The rise is somewhat anticipated and reflects the hard work of the force to meet more rigorous standards of recording.
These changes have resulted in many previously uncategorised incidents being formally logged as crimes thus increasing overall figures.
Nottinghamshire recorded an all-crime increase of 18.6 per cent in the year up to March 2018.
But it is interesting to note the number of calls for assistance rose by just 1.9 per cent in the same period, proving officers are dealing with a different reality than these figures suggest.
Any rise is worrying and I’ve said for a long time that the impact of austerity will be painfully felt.

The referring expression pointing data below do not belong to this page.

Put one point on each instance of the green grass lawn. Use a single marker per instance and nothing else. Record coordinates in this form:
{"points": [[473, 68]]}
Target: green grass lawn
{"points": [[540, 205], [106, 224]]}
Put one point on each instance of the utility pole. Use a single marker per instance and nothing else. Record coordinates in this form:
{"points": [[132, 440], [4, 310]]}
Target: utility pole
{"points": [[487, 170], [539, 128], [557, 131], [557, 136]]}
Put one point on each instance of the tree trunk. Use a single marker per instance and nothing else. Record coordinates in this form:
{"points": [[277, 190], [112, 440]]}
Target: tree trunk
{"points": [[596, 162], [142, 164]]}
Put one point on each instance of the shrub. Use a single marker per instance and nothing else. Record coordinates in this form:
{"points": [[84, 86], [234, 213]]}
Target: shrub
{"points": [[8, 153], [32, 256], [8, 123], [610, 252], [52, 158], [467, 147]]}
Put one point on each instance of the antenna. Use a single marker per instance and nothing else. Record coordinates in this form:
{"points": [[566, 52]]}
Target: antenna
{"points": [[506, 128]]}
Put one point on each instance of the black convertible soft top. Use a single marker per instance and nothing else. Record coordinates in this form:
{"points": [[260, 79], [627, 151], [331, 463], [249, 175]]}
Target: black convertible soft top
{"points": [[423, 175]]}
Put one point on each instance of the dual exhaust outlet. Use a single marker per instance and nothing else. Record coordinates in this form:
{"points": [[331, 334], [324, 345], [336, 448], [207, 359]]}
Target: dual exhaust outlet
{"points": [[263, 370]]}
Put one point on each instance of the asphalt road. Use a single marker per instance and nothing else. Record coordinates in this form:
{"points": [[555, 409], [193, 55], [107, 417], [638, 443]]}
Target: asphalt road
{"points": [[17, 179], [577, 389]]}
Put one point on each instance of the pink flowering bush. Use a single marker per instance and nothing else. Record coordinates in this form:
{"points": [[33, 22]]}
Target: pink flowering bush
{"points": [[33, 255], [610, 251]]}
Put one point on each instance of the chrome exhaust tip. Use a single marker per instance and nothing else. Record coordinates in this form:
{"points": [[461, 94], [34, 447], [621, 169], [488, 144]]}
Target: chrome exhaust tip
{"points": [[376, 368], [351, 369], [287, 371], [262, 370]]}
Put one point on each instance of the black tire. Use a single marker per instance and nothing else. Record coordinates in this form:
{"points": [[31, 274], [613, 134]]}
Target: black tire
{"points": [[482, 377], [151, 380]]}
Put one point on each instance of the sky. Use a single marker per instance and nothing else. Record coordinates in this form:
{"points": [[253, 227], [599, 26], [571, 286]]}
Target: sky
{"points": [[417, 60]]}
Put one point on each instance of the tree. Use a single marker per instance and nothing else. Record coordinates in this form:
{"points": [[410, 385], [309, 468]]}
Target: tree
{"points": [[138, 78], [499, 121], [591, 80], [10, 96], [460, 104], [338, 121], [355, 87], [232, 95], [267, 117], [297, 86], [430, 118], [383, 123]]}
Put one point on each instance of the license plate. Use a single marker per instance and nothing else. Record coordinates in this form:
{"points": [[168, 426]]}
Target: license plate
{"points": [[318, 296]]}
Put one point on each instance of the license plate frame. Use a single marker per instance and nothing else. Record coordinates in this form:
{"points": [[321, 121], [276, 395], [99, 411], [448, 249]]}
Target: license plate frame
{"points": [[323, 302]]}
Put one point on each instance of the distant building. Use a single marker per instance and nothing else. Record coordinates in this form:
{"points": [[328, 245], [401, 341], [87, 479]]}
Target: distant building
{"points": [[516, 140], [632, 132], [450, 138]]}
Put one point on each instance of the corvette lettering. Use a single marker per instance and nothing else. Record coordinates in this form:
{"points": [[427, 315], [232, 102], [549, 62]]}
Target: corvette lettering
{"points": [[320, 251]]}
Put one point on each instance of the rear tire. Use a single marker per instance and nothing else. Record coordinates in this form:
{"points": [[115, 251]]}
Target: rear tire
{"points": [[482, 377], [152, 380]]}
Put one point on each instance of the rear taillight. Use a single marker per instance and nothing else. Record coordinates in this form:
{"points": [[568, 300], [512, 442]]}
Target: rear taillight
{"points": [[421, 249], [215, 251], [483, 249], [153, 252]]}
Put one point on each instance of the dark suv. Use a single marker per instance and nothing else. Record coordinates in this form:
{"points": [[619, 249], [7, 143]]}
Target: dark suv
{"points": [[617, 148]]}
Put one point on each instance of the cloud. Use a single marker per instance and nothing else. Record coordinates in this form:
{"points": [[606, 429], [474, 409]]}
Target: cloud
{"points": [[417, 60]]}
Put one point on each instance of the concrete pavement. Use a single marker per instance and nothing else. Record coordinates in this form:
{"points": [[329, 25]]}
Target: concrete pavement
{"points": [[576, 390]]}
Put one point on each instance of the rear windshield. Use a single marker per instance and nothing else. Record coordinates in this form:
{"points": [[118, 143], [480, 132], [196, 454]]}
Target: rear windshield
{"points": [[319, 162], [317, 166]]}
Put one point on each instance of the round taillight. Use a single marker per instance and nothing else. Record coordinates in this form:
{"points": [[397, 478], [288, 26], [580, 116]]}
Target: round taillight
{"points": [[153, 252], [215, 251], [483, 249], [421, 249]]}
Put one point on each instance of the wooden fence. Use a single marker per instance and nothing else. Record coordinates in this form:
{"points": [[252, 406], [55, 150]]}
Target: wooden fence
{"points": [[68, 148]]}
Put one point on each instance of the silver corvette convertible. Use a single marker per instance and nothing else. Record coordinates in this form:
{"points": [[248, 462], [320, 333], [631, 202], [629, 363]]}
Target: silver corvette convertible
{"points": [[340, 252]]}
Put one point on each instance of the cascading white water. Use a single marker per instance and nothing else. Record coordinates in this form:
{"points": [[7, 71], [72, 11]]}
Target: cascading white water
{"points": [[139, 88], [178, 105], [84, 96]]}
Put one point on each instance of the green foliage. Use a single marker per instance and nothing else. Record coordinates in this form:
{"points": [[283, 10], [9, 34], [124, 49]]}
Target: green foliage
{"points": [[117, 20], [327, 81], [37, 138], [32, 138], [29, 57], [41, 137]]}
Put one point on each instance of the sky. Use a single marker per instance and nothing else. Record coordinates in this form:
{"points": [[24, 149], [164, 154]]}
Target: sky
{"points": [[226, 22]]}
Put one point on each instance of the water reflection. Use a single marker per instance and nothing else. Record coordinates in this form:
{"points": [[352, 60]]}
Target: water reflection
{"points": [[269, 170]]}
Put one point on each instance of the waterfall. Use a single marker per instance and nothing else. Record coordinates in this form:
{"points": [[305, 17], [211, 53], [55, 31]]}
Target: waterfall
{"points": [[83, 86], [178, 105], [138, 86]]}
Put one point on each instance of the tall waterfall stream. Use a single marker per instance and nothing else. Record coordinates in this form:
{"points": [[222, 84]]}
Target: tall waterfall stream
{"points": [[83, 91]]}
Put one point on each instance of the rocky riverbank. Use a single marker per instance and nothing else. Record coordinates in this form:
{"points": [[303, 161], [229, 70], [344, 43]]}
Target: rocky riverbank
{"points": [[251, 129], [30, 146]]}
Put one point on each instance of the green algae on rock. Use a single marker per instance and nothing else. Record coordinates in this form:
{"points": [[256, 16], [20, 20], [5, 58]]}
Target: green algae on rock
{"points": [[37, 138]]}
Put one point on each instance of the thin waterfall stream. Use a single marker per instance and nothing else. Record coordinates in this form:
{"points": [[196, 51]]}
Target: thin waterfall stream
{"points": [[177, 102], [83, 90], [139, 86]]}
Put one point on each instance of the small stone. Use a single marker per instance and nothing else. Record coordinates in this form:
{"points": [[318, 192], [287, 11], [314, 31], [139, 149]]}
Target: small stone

But there are positives to draw upon in these latest figures.
For example, firearms offences nationally have seen a rise of two per cent while in Nottinghamshire they have fallen by 29 per cent.
Knife crime has increased by a lower rate than the national average while rises in burglary and robbery are also considerably lower than national figures.
Data is useful but there is always a human cost to crime.
Behind every number is a victim.
Victims are paramount to me and I believe their experience should be treated with the seriousness it deserves regardless of the seriousness of the offence in the eyes of the law.
I appreciate the need for a risk-based approach to demand and prioritisation is a necessity.
We neither have the funding nor the resources to tackle every problem with the same intensity.
But everywhere I travel in this county I’m reminded of how deeply low level crime and antisocial behaviour affects people.
We should never underestimate the psychological and emotional effects of less serious crimes like theft, vandalism or burglary just because nobody is physically injured.
We’ve tried very hard to incorporate the victim’s perspective into everything we do.
Financial loss or emotional distress through crime can often set off a domino of problems for the victim and we all need to work together with all the agencies which can help solve them to reduce vulnerability.
We’re already doing this but there’s more work to do.